В отличие от писателей-эпиков, Тургенев предпочитал изображать жизнь не в повседневном, растянутом во времени течении, а в острых и драматических ситуациях. Ведь духовный облик русских людей культурного слоя общества в середине и второй половине XIX века изменялся стремительно: «в несколько десятилетий, по словам В. И. Ленина, совершались превращения, занявшие в некоторых старых странах Европы целые века».

Это вносило драматическую ноту в романы писателя: их отличает краткая завязка, яркая, огненная кульминация и резкий, неожиданный спад с трагическим, как правило, финалом. Они захватывают небольшой отрезок времени, поэтому точная хронология играет в них существенную роль. Жизнь тургеневского героя крайне ограничена в пространстве и времени. Если в характерах Онегина и Печорина «отразился век», то в Рудине, Лаврецком, Инсарове и Базарове отсчёт идёт на десятилетия.
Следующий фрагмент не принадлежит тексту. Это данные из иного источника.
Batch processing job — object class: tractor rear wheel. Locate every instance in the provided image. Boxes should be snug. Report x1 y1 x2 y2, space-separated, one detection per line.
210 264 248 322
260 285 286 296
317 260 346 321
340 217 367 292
Жизнь тургеневских героев подобна ярко вспыхивающей, но быстро гаснущей искре в океане времени.

Все тургеневские романы включены в жёсткие ритмы годового природного круга. Действие в них завязывается весной, достигает кульминации в знойные дни лета, а завершается «под свист осеннего ветра» или «в безоблачной тишине январских морозов». Тургенев показывает своих героев в счастливые мгновения полного расцвета их жизненных сил. Но именно здесь обнаруживаются с катастрофической силой свойственные им противоречия. Потому и минуты эти оказываются трагическими: гибнет на парижских баррикадах Рудин, на героическом взлёте неожиданно обрывается жизнь Инсарова, а потом Базарова и Нежданова…

Но трагические финалы в романах Тургенева не говорят о разочаровании писателя в смысле жизни, в ходе истории. Скорее наоборот: они свидетельствуют о такой любви к жизни, которая доходит до жажды бессмертия, до дерзкого желания, чтобы красота явления, достигнув полноты, превращалась в вечно пребывающую на земле красоту.

В его романах сквозь злободневные события, за спиною героев времени, ощутимо дыхание вечности. Базаров, например, у него говорит: «Узенькое местечко, которое я занимаю, до того крохотно в сравнении с остальным пространством, где меня нет и где дела до меня нет; и часть времени, которую мне удастся прожить, так ничтожна перед вечностию, где меня не было и не будет… А в этом атоме, в этой математической точке, кровь обращается, мозг работает, чего-то хочет тоже… Что за безобразие! Что за пустяки!».